Wednesday, May 27, 2015

Building Good Credit

One of the major factors in your credit score is how much revolving credit you have versus how much you're actually using. The smaller that percentage is, the better it is for your credit rating.

The optimum: 30 percent or lower.

To boost your score, "pay down your balances, and keep those balances low," says Pamela Banks, senior policy counsel for Consumers Union.

What you might not know: Even if you pay balances in full every month, you still could have a higher utilization ratio than you'd expect. That's because some issuers use the balance on your statement as the one reported to the bureau. Even if you're paying balances in full every month, your credit score will still consider your monthly balances.


One strategy: See if the credit card issuer will accept multiple payments throughout the month.

"A good way to improve your score is to eliminate nuisance balances," says John Ulzheimer, a nationally recognized credit expert formerly of FICO and Equifax. Those are the small balances you have on a number of credit cards.

The reason this strategy can help your score: One of the items your score considers is just how many of your cards have balances, says Ulzheimer.
 Eliminate 'nuisance balances' © Andrey_Kuzmin/Shutterstock.com
So, charging $50 on one card and $30 on another, instead of using the same card (preferably one with a good interest rate), can hurt your score, he says.

The solution to improve your credit score: Gather up all those credit cards on which you have small balances and pay them off, Ulzheimer says. Then select one or two go-to cards that you can use for everything.

"That way, you're not polluting your credit report with a lot of balances," he says.
Some people erroneously believe that old debt on their credit report is bad, says Ulzheimer. The minute they get their home or car paid off, they're on the phone trying to get it removed from their credit report, he says.

Negative items are bad for your score, and most of them will disappear from your report after seven years. However, "arguing to get old accounts off your credit report just because they're paid is a bad idea," he says.

Good debt -- debt that you've handled well and paid as agreed -- is good for your credit.
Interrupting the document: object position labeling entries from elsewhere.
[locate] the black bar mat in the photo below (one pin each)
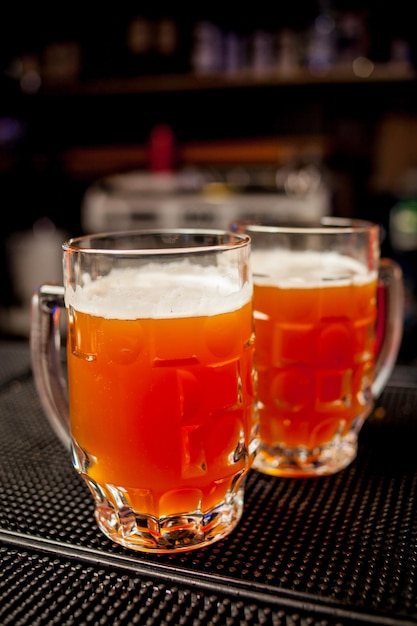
(333, 550)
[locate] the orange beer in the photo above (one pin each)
(162, 407)
(315, 345)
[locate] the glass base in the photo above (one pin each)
(174, 533)
(301, 462)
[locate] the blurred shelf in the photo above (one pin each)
(365, 73)
(86, 162)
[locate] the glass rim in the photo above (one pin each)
(77, 244)
(325, 225)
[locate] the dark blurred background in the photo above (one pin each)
(240, 100)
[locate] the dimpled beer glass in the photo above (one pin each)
(328, 325)
(161, 382)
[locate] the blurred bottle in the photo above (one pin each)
(403, 238)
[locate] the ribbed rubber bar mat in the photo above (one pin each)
(337, 550)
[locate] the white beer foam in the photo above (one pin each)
(305, 270)
(178, 290)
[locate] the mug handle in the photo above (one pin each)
(46, 357)
(390, 321)
(46, 350)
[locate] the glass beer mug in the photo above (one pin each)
(161, 413)
(328, 327)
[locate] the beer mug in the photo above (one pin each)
(328, 327)
(161, 415)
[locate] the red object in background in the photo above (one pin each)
(161, 149)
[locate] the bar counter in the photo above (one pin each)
(332, 551)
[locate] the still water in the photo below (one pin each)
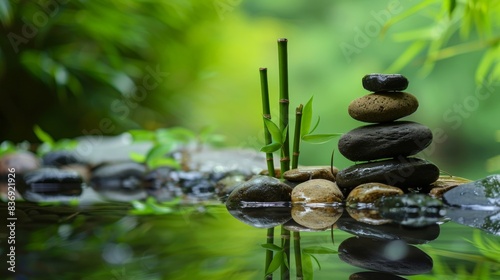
(204, 241)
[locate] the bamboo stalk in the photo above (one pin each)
(296, 137)
(298, 254)
(266, 113)
(284, 102)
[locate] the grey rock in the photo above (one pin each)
(385, 140)
(484, 193)
(404, 173)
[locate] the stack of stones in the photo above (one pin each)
(382, 150)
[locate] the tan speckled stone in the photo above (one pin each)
(383, 107)
(370, 192)
(317, 191)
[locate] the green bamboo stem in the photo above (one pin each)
(296, 137)
(266, 113)
(298, 254)
(285, 244)
(284, 102)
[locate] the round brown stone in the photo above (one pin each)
(383, 106)
(317, 191)
(370, 192)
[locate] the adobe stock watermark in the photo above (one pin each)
(122, 107)
(222, 7)
(454, 118)
(39, 19)
(364, 36)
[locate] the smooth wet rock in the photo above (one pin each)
(389, 231)
(317, 191)
(384, 82)
(370, 193)
(262, 217)
(481, 193)
(50, 184)
(394, 256)
(383, 107)
(259, 189)
(386, 140)
(305, 173)
(444, 184)
(122, 181)
(316, 218)
(404, 173)
(373, 275)
(414, 210)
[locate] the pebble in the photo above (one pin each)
(484, 193)
(370, 193)
(386, 140)
(318, 218)
(384, 82)
(303, 174)
(383, 107)
(393, 256)
(259, 189)
(317, 191)
(50, 184)
(404, 173)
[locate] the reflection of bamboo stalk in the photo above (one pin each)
(266, 111)
(285, 244)
(298, 254)
(269, 253)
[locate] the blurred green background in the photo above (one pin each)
(93, 68)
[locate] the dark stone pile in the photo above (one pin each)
(384, 148)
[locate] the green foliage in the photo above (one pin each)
(473, 22)
(49, 144)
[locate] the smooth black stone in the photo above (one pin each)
(484, 193)
(259, 189)
(126, 176)
(413, 210)
(384, 82)
(60, 158)
(387, 140)
(373, 275)
(262, 217)
(51, 182)
(404, 173)
(394, 257)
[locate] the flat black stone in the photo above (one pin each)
(384, 82)
(386, 256)
(404, 173)
(387, 140)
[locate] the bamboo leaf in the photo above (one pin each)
(319, 138)
(272, 247)
(271, 148)
(275, 263)
(274, 130)
(315, 126)
(306, 118)
(43, 136)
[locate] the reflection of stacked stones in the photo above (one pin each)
(387, 144)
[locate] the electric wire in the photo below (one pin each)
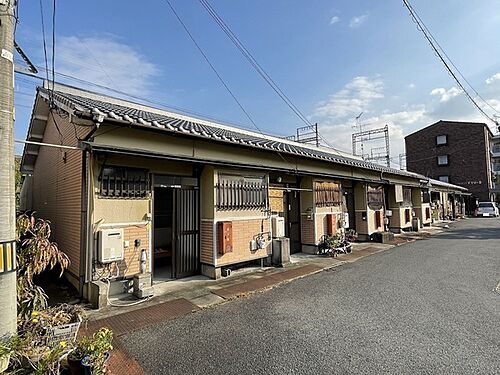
(451, 61)
(184, 26)
(44, 41)
(415, 18)
(251, 59)
(53, 43)
(258, 68)
(142, 99)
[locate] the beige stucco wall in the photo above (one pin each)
(246, 224)
(132, 214)
(368, 226)
(229, 153)
(56, 189)
(398, 219)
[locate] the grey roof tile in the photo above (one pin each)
(198, 128)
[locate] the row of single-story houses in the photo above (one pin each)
(125, 185)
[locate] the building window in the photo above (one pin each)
(242, 192)
(441, 140)
(443, 160)
(123, 182)
(426, 197)
(327, 194)
(375, 197)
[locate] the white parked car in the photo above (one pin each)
(486, 209)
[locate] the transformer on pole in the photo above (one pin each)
(376, 154)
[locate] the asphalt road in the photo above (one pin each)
(425, 307)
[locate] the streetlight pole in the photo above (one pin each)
(8, 307)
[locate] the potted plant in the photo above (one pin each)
(35, 253)
(329, 244)
(91, 354)
(6, 349)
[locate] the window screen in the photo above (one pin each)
(123, 182)
(327, 194)
(242, 192)
(375, 197)
(406, 196)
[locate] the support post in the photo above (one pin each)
(8, 308)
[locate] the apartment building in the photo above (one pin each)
(455, 152)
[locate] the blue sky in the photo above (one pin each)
(335, 59)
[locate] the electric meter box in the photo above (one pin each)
(110, 245)
(278, 226)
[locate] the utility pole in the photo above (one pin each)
(8, 307)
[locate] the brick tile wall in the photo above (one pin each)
(243, 232)
(207, 245)
(130, 265)
(468, 150)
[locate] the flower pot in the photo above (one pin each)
(4, 362)
(87, 368)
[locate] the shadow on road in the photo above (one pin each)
(472, 234)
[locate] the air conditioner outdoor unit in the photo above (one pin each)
(278, 226)
(110, 247)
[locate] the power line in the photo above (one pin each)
(210, 64)
(251, 59)
(135, 97)
(450, 60)
(53, 43)
(258, 68)
(44, 41)
(429, 38)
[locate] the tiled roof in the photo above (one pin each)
(109, 108)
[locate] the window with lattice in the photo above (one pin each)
(235, 192)
(327, 194)
(124, 182)
(375, 197)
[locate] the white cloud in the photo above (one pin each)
(399, 122)
(106, 61)
(493, 78)
(357, 21)
(353, 98)
(494, 103)
(334, 20)
(446, 95)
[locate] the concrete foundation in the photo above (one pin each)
(211, 271)
(310, 249)
(97, 292)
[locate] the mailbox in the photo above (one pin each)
(225, 237)
(331, 224)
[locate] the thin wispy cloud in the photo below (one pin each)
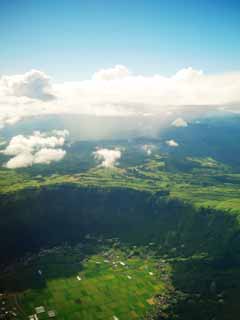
(108, 157)
(38, 148)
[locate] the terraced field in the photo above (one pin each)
(106, 285)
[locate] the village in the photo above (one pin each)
(113, 260)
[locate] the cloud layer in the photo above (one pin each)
(179, 122)
(172, 143)
(38, 148)
(117, 92)
(108, 157)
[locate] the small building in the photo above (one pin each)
(51, 313)
(40, 309)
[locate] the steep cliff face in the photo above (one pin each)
(36, 218)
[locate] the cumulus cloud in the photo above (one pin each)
(172, 143)
(108, 157)
(148, 148)
(35, 149)
(33, 84)
(179, 122)
(117, 92)
(117, 72)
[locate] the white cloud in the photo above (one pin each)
(117, 72)
(117, 92)
(148, 148)
(179, 122)
(21, 160)
(108, 157)
(172, 143)
(37, 148)
(33, 84)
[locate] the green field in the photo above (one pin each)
(106, 285)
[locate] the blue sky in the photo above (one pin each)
(71, 39)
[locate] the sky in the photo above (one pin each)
(71, 39)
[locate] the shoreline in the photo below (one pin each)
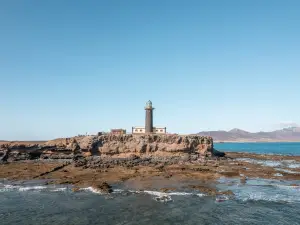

The longer your history of good debt is, the better it is for your score.

One of the ways to improve your credit score: Leave old debt and good accounts on as long as possible, says Ulzheimer. This is also a good reason not to close old accounts where you've had a solid repayment record.

Trying to get rid of old good debt is "like making straight A's in high school and trying to expunge the record 20 years later," Ulzheimer says. "You never want that stuff to come off your history."